Search code examples
elasticsearchkibanaelastic-stackelasticsearch-dsl

How to use function_score with nested object in ElasticSearch


I have an index with a nested object property as follows:

PUT /mycvs
{
  "mappings": {
    "properties": {
      "name": {
        "type": "text"
      },
      "experiences": {
        "type": "nested",
        "properties": {
          "date": {
            "type": "date"
          },
          "tools": {
            "type": "text"
          }
        }
      }
    }
  }
}

With some data:

POST /mycvs/_doc
{
  "name": "Michael",
  "experiences": [
    { "date": "2023-03-13T19:50:14.820Z", "tools": ["alpha", "beta"] },
    { "date": "2022-03-13T19:50:14.820Z", "tools": ["alpha", "beta"] },
    { "date": "2021-03-13T19:50:14.820Z", "tools": ["beta", "gamma"] }
  ]
}
POST /mycvs/_doc
{
  "name": "Pam",
  "experiences": [
    { "date": "2023-03-13T19:50:14.820Z", "tools": ["beta"] },
    { "date": "2020-03-13T19:50:14.820Z", "tools": ["gamma"] },
    { "date": "2019-03-13T19:50:14.820Z", "tools": ["beta"] }
  ]
}
POST /mycvs/_doc
{
  "name": "Dwight",
  "experiences": [
    { "date": "2022-03-13T19:50:14.820Z", "tools": ["beta"] },
    { "date": "2021-03-13T19:50:14.820Z", "tools": ["gamma", "beta"] },
    { "date": "2021-03-13T19:50:14.820Z", "tools": ["gamma"] }
  ]
}

And now, when I want to search into the data that I have, with the following query, I got all 3 items, which is perfect, but I don't understand why Michael is the last in the output.

With 3 times the beta value, I expected to see it first in the result.

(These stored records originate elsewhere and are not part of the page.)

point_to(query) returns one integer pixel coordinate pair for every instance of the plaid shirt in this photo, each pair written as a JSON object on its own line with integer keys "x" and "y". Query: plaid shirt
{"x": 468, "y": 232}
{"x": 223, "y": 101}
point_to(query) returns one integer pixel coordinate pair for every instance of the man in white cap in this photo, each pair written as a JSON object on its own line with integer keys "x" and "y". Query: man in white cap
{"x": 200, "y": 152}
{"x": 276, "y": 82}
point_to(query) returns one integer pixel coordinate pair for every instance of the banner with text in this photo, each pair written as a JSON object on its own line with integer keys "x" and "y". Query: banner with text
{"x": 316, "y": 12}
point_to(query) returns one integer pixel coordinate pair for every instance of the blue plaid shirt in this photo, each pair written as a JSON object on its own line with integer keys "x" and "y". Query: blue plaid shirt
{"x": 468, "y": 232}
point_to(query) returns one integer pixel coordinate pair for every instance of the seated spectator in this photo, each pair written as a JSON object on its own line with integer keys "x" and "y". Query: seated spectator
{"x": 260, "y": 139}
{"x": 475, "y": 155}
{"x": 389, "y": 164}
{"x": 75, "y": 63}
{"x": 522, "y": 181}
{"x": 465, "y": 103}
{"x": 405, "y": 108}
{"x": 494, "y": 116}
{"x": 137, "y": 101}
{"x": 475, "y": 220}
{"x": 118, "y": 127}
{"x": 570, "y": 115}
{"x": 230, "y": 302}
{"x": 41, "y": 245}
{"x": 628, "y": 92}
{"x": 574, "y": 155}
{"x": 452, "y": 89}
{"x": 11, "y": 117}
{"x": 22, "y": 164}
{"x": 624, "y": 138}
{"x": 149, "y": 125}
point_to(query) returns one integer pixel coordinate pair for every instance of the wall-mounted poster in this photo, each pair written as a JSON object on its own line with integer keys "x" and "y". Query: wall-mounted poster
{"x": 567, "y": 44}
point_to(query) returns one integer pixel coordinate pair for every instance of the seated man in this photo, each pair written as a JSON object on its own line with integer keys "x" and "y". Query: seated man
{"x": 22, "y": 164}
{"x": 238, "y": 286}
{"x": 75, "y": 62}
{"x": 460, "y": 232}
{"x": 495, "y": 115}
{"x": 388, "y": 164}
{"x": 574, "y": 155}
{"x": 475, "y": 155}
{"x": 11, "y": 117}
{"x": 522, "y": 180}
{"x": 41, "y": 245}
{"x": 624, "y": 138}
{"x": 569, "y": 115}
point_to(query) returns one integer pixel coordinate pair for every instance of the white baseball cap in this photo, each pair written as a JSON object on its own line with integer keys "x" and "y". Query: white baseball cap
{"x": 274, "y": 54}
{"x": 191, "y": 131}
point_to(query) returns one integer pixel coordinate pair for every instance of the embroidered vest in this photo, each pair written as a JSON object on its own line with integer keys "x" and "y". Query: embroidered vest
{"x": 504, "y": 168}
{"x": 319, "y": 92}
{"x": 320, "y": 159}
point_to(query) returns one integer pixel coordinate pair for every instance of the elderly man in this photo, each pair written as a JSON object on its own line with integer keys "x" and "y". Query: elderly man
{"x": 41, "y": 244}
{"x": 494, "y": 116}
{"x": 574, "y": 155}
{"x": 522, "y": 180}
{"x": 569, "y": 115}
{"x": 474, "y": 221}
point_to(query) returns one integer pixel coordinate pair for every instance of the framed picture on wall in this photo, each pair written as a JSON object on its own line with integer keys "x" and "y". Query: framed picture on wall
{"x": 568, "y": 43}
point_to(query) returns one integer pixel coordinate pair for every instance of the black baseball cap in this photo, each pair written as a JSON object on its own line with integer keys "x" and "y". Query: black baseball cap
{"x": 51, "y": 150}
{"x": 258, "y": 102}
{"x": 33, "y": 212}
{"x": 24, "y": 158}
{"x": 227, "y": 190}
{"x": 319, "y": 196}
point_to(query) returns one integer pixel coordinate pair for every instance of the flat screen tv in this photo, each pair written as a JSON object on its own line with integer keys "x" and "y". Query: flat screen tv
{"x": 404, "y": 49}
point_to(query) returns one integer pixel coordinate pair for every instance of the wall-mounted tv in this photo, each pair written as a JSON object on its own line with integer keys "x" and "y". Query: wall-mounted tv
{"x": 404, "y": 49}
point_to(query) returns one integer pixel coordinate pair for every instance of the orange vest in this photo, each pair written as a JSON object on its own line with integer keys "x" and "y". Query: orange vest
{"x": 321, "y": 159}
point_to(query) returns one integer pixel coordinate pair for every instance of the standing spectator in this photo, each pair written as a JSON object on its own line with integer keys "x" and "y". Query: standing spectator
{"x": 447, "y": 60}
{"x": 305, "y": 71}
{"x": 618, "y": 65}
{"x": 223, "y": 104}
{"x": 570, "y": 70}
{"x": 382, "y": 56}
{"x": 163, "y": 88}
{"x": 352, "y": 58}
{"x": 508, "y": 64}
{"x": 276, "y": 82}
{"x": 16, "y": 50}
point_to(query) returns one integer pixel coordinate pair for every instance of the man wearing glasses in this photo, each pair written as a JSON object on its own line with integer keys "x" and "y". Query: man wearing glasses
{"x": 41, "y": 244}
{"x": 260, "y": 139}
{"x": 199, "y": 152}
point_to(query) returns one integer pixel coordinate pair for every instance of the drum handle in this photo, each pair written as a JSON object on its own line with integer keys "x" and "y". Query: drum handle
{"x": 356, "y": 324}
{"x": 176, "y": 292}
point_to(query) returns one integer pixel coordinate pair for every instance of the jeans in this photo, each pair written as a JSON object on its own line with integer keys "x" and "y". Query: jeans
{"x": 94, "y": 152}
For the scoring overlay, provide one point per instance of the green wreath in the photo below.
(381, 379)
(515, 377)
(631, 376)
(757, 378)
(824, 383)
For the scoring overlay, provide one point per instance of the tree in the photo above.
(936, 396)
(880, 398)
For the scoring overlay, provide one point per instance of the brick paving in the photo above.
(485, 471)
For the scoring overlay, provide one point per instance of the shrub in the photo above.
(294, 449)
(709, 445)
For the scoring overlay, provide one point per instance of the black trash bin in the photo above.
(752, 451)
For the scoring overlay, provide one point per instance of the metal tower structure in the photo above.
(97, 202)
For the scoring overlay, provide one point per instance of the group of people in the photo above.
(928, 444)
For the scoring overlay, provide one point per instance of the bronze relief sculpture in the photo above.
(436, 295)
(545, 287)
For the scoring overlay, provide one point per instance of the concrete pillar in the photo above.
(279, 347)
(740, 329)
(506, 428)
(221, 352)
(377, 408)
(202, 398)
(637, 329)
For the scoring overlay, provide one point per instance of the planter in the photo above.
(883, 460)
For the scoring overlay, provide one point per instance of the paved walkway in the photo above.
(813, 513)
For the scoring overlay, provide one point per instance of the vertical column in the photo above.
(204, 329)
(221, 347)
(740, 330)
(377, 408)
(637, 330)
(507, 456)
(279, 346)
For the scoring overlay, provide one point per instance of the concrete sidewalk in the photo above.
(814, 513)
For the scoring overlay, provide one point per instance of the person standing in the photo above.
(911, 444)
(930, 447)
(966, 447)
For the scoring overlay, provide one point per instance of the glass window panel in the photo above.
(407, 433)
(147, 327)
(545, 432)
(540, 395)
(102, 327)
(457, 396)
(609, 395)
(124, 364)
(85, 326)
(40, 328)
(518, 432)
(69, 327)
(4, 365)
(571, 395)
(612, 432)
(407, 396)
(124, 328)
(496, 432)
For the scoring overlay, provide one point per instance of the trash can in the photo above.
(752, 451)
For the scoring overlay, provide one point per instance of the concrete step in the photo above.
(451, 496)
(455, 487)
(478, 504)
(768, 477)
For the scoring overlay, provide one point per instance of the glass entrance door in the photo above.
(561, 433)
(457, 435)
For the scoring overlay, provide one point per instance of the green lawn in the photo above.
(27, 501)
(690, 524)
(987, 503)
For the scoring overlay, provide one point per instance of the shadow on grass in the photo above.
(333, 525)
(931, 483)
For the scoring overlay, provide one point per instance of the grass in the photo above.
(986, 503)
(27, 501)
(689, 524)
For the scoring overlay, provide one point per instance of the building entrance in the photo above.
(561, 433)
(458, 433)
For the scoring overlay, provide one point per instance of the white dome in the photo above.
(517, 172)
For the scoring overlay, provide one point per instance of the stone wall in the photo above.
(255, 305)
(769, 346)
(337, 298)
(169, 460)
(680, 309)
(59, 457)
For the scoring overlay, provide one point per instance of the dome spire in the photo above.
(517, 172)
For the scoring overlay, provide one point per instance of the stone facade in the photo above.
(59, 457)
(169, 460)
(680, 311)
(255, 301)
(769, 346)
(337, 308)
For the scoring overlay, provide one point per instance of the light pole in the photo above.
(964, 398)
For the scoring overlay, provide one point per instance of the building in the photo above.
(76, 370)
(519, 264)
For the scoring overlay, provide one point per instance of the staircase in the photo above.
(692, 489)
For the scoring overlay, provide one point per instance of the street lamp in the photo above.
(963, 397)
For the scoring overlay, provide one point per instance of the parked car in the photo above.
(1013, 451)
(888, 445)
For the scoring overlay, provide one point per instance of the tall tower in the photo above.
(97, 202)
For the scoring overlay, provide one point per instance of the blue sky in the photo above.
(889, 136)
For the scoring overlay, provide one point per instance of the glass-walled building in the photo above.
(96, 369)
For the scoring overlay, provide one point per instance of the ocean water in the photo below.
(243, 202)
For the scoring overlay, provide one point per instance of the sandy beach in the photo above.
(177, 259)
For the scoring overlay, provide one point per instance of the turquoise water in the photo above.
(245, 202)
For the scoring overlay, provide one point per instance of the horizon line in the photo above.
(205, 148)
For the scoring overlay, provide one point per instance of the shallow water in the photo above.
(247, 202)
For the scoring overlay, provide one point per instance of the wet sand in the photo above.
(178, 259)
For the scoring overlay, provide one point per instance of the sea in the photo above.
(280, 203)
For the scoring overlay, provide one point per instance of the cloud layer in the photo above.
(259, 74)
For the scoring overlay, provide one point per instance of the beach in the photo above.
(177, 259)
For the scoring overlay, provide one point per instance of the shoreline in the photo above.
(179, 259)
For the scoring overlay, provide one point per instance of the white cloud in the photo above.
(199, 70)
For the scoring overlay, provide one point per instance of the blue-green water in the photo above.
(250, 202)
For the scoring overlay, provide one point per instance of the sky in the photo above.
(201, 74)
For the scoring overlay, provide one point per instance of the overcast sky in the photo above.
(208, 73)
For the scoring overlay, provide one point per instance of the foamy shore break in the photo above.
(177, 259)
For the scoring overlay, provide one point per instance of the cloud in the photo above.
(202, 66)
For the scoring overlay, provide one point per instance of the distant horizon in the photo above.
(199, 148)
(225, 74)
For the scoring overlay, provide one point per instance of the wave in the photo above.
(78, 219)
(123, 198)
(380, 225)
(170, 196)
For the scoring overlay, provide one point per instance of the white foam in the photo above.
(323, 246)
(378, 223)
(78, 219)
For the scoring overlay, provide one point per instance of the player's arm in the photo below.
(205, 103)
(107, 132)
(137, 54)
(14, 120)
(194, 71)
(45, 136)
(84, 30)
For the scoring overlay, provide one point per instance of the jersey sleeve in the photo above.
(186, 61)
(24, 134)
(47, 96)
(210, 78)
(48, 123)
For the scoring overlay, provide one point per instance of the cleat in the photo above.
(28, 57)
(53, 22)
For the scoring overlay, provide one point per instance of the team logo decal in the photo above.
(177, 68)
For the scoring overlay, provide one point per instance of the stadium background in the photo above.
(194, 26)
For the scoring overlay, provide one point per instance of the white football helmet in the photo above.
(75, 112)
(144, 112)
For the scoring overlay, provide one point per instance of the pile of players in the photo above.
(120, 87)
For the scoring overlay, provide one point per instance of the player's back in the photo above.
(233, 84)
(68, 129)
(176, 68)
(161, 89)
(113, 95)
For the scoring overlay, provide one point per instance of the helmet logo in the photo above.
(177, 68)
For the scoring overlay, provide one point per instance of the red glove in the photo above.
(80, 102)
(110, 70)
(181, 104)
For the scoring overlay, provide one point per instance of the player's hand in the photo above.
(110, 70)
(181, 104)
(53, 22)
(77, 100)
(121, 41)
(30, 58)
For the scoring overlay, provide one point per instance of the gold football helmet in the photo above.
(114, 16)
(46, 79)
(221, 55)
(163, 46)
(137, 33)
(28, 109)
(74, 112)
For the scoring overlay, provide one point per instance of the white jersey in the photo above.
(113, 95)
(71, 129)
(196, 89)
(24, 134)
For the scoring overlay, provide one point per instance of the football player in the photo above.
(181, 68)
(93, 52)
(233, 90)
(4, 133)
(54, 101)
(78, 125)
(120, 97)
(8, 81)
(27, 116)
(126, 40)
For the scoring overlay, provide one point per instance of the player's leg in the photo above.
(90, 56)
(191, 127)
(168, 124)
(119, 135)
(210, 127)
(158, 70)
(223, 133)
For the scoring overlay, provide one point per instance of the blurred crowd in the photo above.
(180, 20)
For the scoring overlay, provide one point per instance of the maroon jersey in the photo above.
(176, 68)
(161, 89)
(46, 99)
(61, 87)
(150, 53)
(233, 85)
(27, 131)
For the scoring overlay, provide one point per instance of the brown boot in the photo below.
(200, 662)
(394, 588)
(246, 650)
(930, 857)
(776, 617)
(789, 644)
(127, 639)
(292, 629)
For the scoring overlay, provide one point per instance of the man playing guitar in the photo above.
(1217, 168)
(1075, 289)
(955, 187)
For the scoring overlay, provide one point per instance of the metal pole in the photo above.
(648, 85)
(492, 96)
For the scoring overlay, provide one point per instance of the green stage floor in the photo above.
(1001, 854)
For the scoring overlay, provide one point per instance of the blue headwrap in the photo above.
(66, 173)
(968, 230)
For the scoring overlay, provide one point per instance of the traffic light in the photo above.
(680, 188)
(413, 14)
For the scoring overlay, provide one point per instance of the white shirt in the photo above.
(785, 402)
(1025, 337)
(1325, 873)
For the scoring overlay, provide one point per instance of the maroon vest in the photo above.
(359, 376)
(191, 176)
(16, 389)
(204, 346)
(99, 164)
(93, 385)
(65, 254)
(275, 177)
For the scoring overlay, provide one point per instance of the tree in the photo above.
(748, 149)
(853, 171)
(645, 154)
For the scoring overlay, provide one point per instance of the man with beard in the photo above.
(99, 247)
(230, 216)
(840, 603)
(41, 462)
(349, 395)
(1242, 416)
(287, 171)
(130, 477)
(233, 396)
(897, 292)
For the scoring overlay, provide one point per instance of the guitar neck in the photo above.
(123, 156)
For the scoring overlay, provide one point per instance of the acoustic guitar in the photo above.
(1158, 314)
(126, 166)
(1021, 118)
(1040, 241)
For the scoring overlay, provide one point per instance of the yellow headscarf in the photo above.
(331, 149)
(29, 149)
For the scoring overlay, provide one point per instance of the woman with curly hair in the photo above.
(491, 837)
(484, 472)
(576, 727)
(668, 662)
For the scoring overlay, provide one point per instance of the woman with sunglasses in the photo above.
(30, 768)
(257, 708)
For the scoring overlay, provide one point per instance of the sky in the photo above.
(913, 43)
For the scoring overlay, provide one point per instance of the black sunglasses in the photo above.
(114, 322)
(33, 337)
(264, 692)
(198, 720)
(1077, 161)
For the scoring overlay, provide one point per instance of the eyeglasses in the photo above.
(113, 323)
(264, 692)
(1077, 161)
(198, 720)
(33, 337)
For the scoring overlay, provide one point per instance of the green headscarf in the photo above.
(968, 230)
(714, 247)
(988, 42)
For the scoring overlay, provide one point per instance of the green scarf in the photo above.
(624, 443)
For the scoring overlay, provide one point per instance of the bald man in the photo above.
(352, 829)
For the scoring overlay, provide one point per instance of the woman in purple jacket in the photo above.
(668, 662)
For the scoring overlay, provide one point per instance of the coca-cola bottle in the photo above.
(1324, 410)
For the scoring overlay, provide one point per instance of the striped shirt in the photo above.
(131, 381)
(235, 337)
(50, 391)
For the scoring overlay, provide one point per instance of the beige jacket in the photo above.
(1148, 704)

How can I get it to be at the top of the result?

GET /mycvs/_search
{
  "query": {
    "nested": {
      "path": "experiences",
      "query": {
        "match_phrase": { "experiences.tools": { "query": "beta" } }
      }
    }
  }
}

My final goal is to sort results by the date field: get all the cv that have a given tool and sort them by occurrence and increase their score if they are on recent experience.

GET /mycvs/_search
{
  "query": {
    "nested": {
      "path": "experiences",
      "query": {
        "function_score": {
          "query": {
            "match_phrase": { "experiences.tools": { "query": "beta" } }
          },
          "score_mode": "multiply",
          "functions": [
            { "filter": { "range": { "experiences.date": { "gte": "now", "lt": "now-1y" } } }, "weight": 5 },
            { "filter": { "range": { "experiences.date": { "gte": "now-1y", "lt": "now-2y" } } }, "weight": 4 },
            { "filter": { "range": { "experiences.date": { "gte": "now-2y", "lt": "now-3y" } } }, "weight": 3 },
            { "filter": { "range": { "experiences.date": { "gte": "now-3y", "lt": "now-4y" } } }, "weight": 2 },
            { "filter": { "range": { "experiences.date": { "gte": "now-4y", "lt": "now-5y" } } }, "weight": 1 },
            { "filter": { "range": { "experiences.date": { "gte": "now-5y" } } }, "weight": 1 }
          ]
        }
      }
    }
  }
}

But it doesn't seem to work either.

What am I doing wrong? Any clue on this?

I've tried this on both 7.17.0 and 8.6.2 version of ElasticSearch.

Thanks a lot


Solution

  • I ended up using a script_score like this:

    GET /mycvs/_search
    {
      "query": {
        "nested": {
          "path": "experiences",
          "query": {
            "script_score": {
              "query": {
                "match_phrase": {
                  "experiences.tools": {
                    "query": "beta"
                  }
                }
              },
              "script": {
                "source": """
                        long yearsDiffEndExperienceEndToNow = ((new Date().getTime() - doc['experiences.date'].value.getMillis()) / 1000 / 86400 / 365);
                        if (yearsDiffEndExperienceEndToNow < 5) {
                          return 5 - yearsDiffEndExperienceEndToNow;
                        } else {
                          return 1;
                        }
                    """
              }
            }
          }
        }
      }
    }